The man who founded the little village of Stoughton was born in Vermont in 1799 and was a mechanic by trade. He and his wife, Eliza Page Stoughton, moved to a farm seven miles north of Janesville in 1838.

Later he moved to the village of Janesville where he was in the merchantile business and bought and sold real estate.

He began looking at some land between Madison and Janesville along the Catfish River, now the Yahara River.  On July 3, 1847, Luke bought 800 acres of land for $2,100.

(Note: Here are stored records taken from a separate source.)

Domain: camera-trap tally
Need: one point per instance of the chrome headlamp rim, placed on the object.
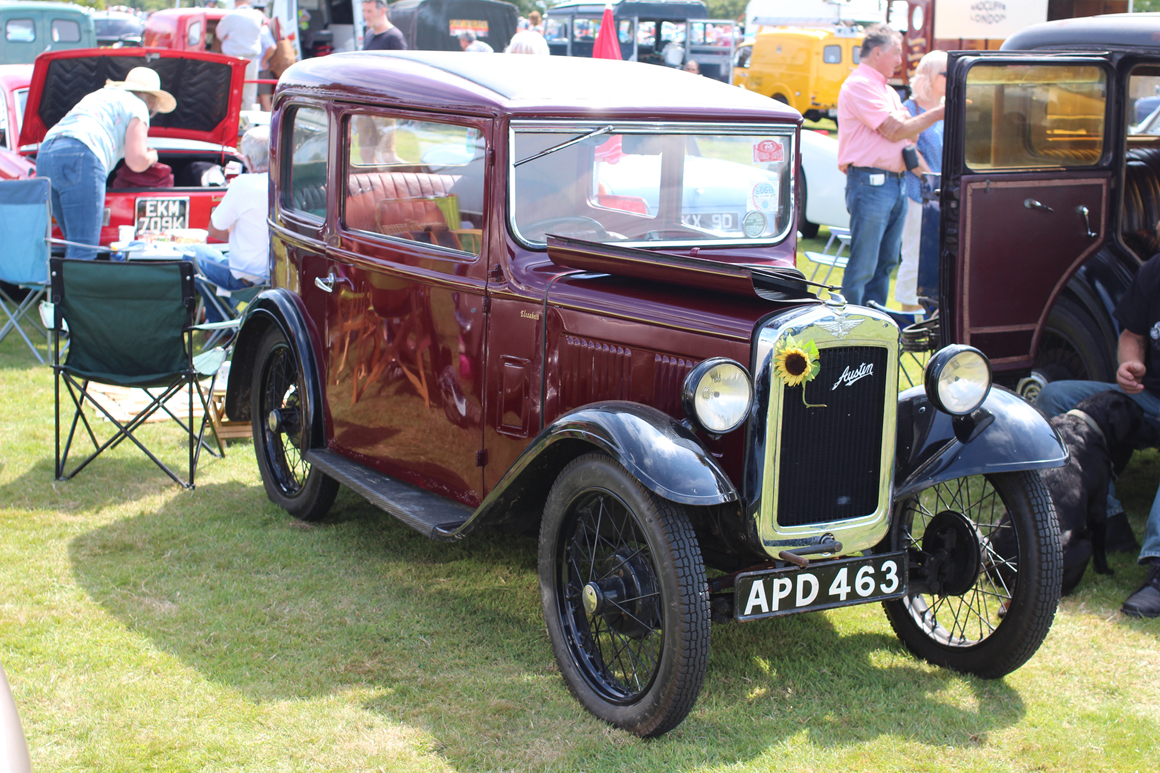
(939, 362)
(689, 394)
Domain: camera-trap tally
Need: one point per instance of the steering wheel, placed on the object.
(587, 222)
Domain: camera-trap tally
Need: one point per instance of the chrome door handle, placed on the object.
(1087, 224)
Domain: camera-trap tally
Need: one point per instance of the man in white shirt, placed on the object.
(240, 33)
(240, 219)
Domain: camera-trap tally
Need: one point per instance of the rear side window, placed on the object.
(306, 189)
(20, 30)
(415, 180)
(1039, 115)
(65, 30)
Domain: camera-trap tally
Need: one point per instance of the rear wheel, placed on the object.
(281, 427)
(988, 572)
(624, 595)
(1074, 347)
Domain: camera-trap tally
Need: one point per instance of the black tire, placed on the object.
(638, 660)
(282, 430)
(992, 627)
(1074, 346)
(805, 228)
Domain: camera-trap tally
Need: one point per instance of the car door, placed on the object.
(1027, 193)
(405, 297)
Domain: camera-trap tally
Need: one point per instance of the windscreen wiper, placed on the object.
(594, 132)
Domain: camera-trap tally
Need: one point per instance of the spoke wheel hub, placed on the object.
(955, 549)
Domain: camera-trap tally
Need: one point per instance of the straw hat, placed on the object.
(146, 81)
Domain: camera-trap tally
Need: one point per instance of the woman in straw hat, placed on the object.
(78, 153)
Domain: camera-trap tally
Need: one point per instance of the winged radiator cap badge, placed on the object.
(840, 326)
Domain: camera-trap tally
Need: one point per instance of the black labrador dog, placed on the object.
(1101, 433)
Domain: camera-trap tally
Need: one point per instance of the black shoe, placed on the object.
(1145, 602)
(1119, 537)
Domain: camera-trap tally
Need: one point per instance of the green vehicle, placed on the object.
(30, 28)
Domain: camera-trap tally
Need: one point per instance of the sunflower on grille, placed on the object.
(797, 363)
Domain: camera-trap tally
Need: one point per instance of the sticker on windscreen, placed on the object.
(767, 151)
(753, 225)
(765, 197)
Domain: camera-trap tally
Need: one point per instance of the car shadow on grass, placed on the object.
(449, 640)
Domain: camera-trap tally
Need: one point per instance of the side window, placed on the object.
(65, 30)
(306, 174)
(1021, 116)
(1144, 101)
(415, 180)
(556, 29)
(20, 30)
(194, 37)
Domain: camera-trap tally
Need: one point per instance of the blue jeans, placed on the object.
(78, 192)
(877, 215)
(216, 268)
(1060, 396)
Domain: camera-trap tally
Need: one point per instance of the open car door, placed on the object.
(1027, 194)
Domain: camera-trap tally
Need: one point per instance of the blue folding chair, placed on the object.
(26, 231)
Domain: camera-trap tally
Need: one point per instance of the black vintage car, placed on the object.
(1051, 194)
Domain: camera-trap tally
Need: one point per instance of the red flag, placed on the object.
(607, 45)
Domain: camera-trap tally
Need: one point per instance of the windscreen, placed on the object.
(629, 183)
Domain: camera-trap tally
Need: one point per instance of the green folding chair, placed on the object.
(130, 324)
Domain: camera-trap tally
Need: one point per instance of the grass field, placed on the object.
(146, 628)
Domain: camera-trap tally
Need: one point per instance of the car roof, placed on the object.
(1108, 33)
(543, 87)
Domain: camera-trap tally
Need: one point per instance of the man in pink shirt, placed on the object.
(872, 130)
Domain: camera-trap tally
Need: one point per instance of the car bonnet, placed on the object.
(207, 87)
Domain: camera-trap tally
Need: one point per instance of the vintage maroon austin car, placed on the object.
(196, 139)
(556, 296)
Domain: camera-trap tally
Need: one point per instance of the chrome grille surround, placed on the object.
(831, 327)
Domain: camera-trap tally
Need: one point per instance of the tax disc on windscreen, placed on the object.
(765, 196)
(753, 224)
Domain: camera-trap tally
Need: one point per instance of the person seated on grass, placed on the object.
(240, 219)
(1138, 376)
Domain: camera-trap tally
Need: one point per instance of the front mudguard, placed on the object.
(1006, 434)
(659, 452)
(282, 309)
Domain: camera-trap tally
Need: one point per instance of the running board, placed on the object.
(433, 515)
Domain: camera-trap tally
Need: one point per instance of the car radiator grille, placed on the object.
(831, 457)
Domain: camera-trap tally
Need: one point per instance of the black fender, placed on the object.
(1006, 434)
(658, 450)
(282, 309)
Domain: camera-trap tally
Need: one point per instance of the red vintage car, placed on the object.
(196, 139)
(559, 300)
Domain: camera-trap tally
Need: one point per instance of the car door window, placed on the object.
(20, 30)
(65, 30)
(415, 180)
(306, 189)
(1035, 116)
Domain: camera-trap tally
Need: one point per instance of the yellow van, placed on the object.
(800, 67)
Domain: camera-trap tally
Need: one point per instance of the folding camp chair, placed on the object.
(130, 325)
(26, 226)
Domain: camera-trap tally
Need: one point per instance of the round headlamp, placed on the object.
(958, 378)
(717, 395)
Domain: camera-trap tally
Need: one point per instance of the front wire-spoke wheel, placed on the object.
(988, 573)
(281, 428)
(624, 597)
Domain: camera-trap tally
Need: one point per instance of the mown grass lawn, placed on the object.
(146, 628)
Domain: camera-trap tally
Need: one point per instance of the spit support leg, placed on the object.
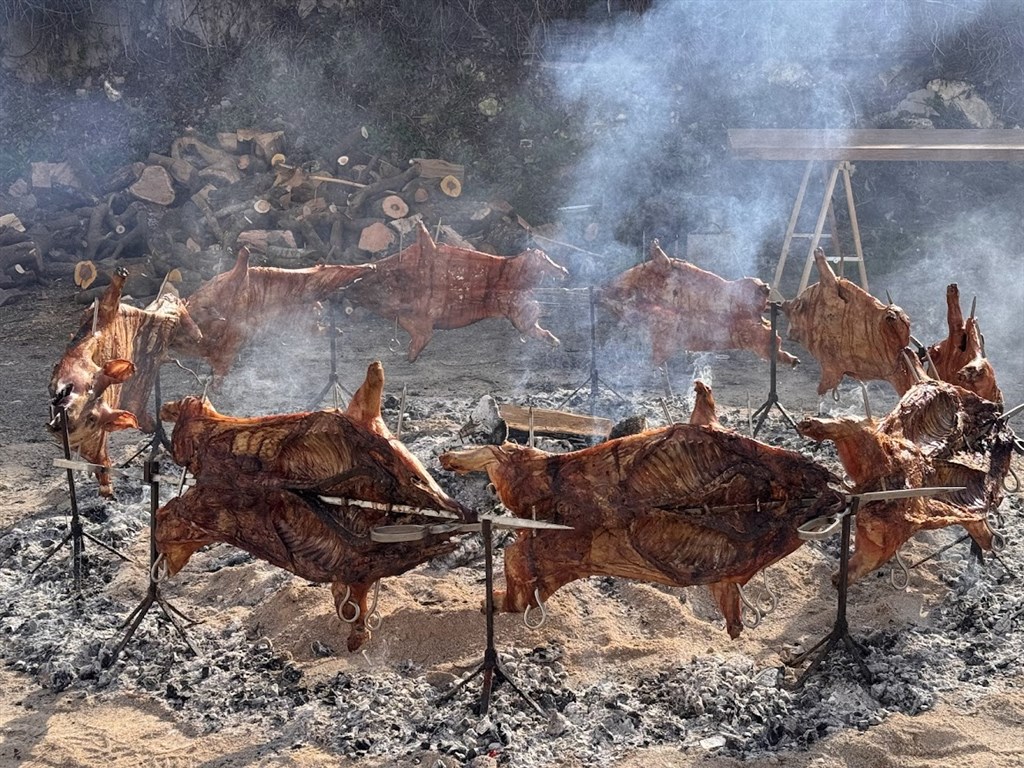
(594, 379)
(333, 386)
(841, 630)
(76, 531)
(151, 472)
(761, 414)
(491, 669)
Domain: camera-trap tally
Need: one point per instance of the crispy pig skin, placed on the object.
(232, 306)
(259, 482)
(958, 358)
(429, 286)
(686, 308)
(105, 376)
(652, 507)
(938, 435)
(851, 333)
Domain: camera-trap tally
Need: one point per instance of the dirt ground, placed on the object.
(643, 627)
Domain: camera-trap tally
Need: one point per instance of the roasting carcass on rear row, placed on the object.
(687, 504)
(105, 376)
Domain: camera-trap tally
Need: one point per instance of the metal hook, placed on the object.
(160, 571)
(899, 580)
(374, 619)
(544, 613)
(346, 601)
(752, 610)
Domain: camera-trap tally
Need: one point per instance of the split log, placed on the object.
(154, 186)
(385, 184)
(376, 238)
(393, 207)
(181, 170)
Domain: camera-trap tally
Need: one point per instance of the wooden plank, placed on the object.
(879, 143)
(549, 422)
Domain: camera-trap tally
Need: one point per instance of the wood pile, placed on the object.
(183, 213)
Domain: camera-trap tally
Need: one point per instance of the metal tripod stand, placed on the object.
(762, 413)
(491, 668)
(76, 532)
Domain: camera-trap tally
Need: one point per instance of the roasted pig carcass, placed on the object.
(682, 505)
(685, 308)
(431, 286)
(231, 307)
(104, 379)
(938, 435)
(960, 358)
(851, 333)
(304, 492)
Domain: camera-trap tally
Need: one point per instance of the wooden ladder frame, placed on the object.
(824, 211)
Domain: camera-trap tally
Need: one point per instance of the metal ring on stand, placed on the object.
(899, 580)
(346, 601)
(544, 613)
(160, 570)
(374, 620)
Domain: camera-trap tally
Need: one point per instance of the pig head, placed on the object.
(103, 381)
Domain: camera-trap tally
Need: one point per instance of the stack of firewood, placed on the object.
(184, 213)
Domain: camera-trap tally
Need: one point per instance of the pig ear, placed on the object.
(118, 371)
(114, 420)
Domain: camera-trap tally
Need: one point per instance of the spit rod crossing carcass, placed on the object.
(938, 435)
(686, 308)
(683, 505)
(430, 285)
(851, 333)
(304, 492)
(232, 306)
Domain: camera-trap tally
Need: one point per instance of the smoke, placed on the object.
(658, 91)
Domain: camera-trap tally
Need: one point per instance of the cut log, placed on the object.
(154, 186)
(394, 207)
(260, 240)
(451, 186)
(85, 273)
(557, 424)
(376, 238)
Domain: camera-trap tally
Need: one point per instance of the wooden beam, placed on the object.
(555, 423)
(879, 143)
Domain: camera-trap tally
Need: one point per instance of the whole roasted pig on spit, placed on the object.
(232, 306)
(304, 492)
(105, 377)
(938, 435)
(851, 333)
(960, 358)
(430, 285)
(683, 505)
(686, 308)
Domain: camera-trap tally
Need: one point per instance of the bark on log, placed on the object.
(376, 238)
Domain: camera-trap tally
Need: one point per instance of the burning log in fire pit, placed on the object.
(303, 492)
(683, 505)
(430, 285)
(960, 358)
(232, 306)
(851, 333)
(104, 378)
(938, 435)
(686, 308)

He had a vision of a perfectly situated little town named after him.  It would have a sawmill, a store, an inn, a blacksmith shop, a carpenter shop, a doctor, a school and churches.  In fact, in the years after his dream became a reality, he donated land for three of Stoughton's first churches:  the Universalist Church in 1858, the Congregational Church in 1863 and First Lutheran Church in 1866.

He also donated land to the railroad so that it would stop in his village rather than in the nearby Dunkirk settlement as originally planned.  Milwaukee & Mississippi Railroad passenger service began between Stoughton and Milwaukee on December 15, 1853, just six years after the village was founded.  The first train reached Madison five months later.

Stoughton was finally on the map and Luke saw his vision completely fulfilled in 1868 when the Village of Stoughton was legally incorporated.  By then his health had begun to fail. He died in 1874.